## The D-value SOS calculation is broken

Elaborate on the merits of specific tournaments or have general theoretical discussion here.
ryanrosenberg
Auron
Posts: 1188
Joined: Thu May 05, 2011 5:48 pm
Location: Chicago, Illinois

### The D-value SOS calculation is broken

Last Saturday, DePaul played the Missouri SCT site, a combined D1/D2 field using the D2 set. Of DePaul's opponents, only WUSTL A and C averaged 20 PPB on the D2 set, with over half coming in under 15 PPB.

And what did this leave DePaul with? The second-highest strength of schedule (SOS), not in the Missouri field, but of every team that played SCT. This is due to a confluence of three serious flaws with the SOS calculation, which I'll lay out below.

To review, SOS is calculated as tossup points per tossup heard (TUPPTH) of the teams you played in their other games, divided by the tossup points per tossup heard over all SCT sites.

1. Tossup points per tossup heard is a heavily field-dependent measure of team strength. The current SOS calculation cannot differentiate reasonably strong teams in good fields from weak teams in weak fields. Looking at the current D-values list, Chicago D (15.69 PPB) has a worse TUPPTH than Ohio State C, Vanderbilt A, and Colorado A (10.61, 10.00, and 8.41 PPB, respectively). So playing Chicago D, a respectable opponent by any standard, lowers the SOS of Chicago D's opponents more than if they had hypothetically been able to play OSU C or Vandy A. That double-penalizes teams at the Northwestern SCT -- not only do they have to face a fairly strong team as their weakest opponent, but their SOS takes a huge hit for it.

2. The effect of point 1 is exacerbated in round-robin scheduling. Let's take the example of two four-team round robin tournaments. The first has four strong teams in the 17-19 PPB range. The second has two of those teams, and then two teams in the 10-12 PPB range. In the first tournament, each team will get roughly half the tossups per round, so each team's opponent's TUPPTH will be ~5.00 (assuming as many powers as negs). In the second tournament, the two strong teams will get about 80% of the tossups against the two weak teams and 50% against each other. The weak teams will get 20% against strong teams and 50% against each other. So a strong team will have played one strong team (~7.72 TUPPTH in other games) and two weak teams (~3.64 TUPPTH in other games), for a SOS of ~5.00. So a strong team gets the benefit of beating up weak teams without any hit to SOS! This effect would be further exacerbated by a final between the two strong teams, which will boost their SOS without dramatically reducing their TUPPTH.

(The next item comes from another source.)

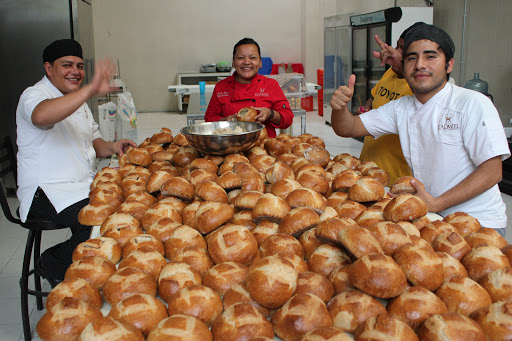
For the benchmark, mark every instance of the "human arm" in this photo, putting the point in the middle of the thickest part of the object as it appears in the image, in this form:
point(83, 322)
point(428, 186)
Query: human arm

More generally, in a round robin, the number of tossup points scored by your opponents in other games is equal to {(10 x Tossup Conversion Rate) + (5 x Power Rate) - (5 x Neg Rate)}. This measure doesn't really vary too much from site to site, since even in games between relatively weak teams, almost all tossups are still converted, and power rates aren't significantly lower than games between good teams.

3. There is no D2 conversion for opponents' TUPPTH in the SOS calculation. Following from the last sentence of point 2, the tossup conversion rate in combined fields is artificially raised, since a D1 team's opponents are being measured on their ability to convert D2 tossups rather than D1 tossups. It seems fairly clear that if you had forced the Missouri site to play on D1 questions, many more tossups would have gone dead, and the SOS of all teams would be much lower. However, teams at all non-combined sites are being judged on their ability to convert D1 questions, so comparing those two measures seems illogical.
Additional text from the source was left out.